Emma here: “Oh, I’ve seen the colour changes from Albany to Broome”. I know we’ve actually gone from Broome to Albany but that is the line from a John Williamson song and Greg sings it every time Albany is mentioned!! I’m so thankful we have now been to Albany and we can stop talking about it, so we don’t have to endure him singing anymore. It’s not just me, the kids now tell him to stop too!
Greg here: The funny thing is I’d never listened to a word John Williamson had sung until this trip. It seems we had inherited an album of his along with a range of other music and Emma, in a quest for something different to listen to, put it on somewhere on the road between Katherine and Kunnunurra. The music just seemed to make sense while traversing the country about which it was written and as it was about the sights from Albany to Broome it kind of got stuck in my head. I don’t understand why my singing is not better appreciated, after all being a pop star was my second career choice.
Besides which, the colours in Albany are different. White sand, clear blue water both dark and various shades of light blue, but distinctly different to the differing shades of blue in the waters further north. Anyway I suppose I ought to write a word or two about Albany.

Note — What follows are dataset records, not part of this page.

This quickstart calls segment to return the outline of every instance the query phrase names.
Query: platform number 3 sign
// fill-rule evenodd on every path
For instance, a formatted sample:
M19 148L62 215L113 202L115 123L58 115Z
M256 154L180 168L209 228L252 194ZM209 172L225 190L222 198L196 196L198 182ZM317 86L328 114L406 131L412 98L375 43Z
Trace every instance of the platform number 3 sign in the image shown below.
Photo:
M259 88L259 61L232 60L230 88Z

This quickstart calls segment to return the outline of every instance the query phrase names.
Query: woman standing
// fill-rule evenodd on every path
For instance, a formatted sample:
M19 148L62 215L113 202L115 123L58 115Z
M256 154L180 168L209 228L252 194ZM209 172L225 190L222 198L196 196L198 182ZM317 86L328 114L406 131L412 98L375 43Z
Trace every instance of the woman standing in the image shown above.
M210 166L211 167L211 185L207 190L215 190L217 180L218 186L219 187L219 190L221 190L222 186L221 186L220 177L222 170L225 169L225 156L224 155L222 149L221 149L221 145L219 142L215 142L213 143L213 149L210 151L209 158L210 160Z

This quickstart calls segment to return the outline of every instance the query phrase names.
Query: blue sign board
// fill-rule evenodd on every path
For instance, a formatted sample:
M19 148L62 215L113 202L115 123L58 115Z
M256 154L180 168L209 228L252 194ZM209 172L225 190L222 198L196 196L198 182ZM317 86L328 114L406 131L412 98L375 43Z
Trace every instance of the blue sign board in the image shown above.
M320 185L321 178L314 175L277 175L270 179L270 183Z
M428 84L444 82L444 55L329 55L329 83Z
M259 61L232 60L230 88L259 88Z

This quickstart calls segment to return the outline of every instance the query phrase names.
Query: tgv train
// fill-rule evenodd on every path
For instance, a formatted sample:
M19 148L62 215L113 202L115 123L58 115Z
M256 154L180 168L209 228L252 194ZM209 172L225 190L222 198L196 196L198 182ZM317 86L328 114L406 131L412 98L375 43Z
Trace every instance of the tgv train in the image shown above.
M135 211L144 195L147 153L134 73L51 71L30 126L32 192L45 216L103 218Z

Albany… I really do have a lovely singing voice you know. Oh yes, Albany. There is heaps to see in Albany. I made something of a list from the very helpful tourist literature and of that we managed to see:
1) the Albany wind farm; which consist of twelve 65 metre tall towers topped with rotating power generators, each powered by three 35 metre long blades. They are impressive to stand beneath, whizzing around at a dizzying pace and giving off a fair ‘whoosh’ to boot. Apparently they provide 50% of the power needs of the 30,000 citizens of Albany. I was however unable to ascertain whether that means 100% of power needs, but only when the wind is blowing sufficiently (presumably under this scenario 50% of the time) or a steady 50% of total requirement 100% of the time. Surely I am not the only one to ponder such matters and this information ought to be included on the otherwise excellent interpretive signage. The signage did note that it is windy enough there to turn the blades on all but seven days of the year.
2) The Gap and Natural Bridge; are two impressive sights in the Torrindirup National Park which juts out into the Southern Ocean south of Albany. The sea was driven by strong winds on our visit forcing waves hard into the 30 metre deep ‘gap’ in the sea cliffs. The water would pound into the back of the Gap and send massive clouds of white water careening upwards. A good portion of this was then caught in an updraft created by the gale force winds creating showers of water which defied gravity. Of course gravity always wins and most of the salty water was deposited atop ours and every other car in the carpark.
3) the Argos; having interested ourselves in the blogs of other intrepid travellers Emma had, earlier in our trip, come across the blog of a family from Canberra about to set sail around the world and who happened to be making their final preparations in Albany. So we dropped them an email an effectively invited ourselves over for a chat. Peter and Sue were most hospitable and we spent a good three or so hours hearing all about their upcoming adventure. Amy had a small adventure of her own when she got locked in the toilet on the docks for a short while.
4) Porongerup National Park; is 40 km inland from Albany and one of Australia’s biodiversity hotspots. 1500 species of flowers grow in the small park surrounded by farmland. We trekked the three kilometre round trip to the granite outcrops at the summit of the Castle Rock trail surround by an absolute sea of flowers from start to finish. We dropped in at the Porongerup tea rooms afterwards starving hungry and were a little disappointed with the frozen pies we were served. The guinea pigs made up for it. Patting them that is, not eating them.
And a final word on Albany. I learnt a new skill. Having given Oliver a fishing rod for his birthday I had to pretty quickly learn how to fish. ‘Em, where does the hook go!’. A few episodes of ‘Nick the informative fisherman’ later (watched on our invaluable iPad) and I felt like Rex Hunt. Amy, Oliver and I stopped in for bait from the local tackle shop while Emma did the groceries. I took the rigged up rod with me just to check I’d got it right, got little more than a nod from the shop keeper, handed over $4.30 for squid bait and we were on our way to the Middleton beach jetty. No we didn’t catch anything (thank god, I haven’t watched Nick’s episode on how to get a fish off the hook yet!).
Oh yeah, and on the way to Albany we stopped off at Greens Pool. Hopefully our photos do it justice.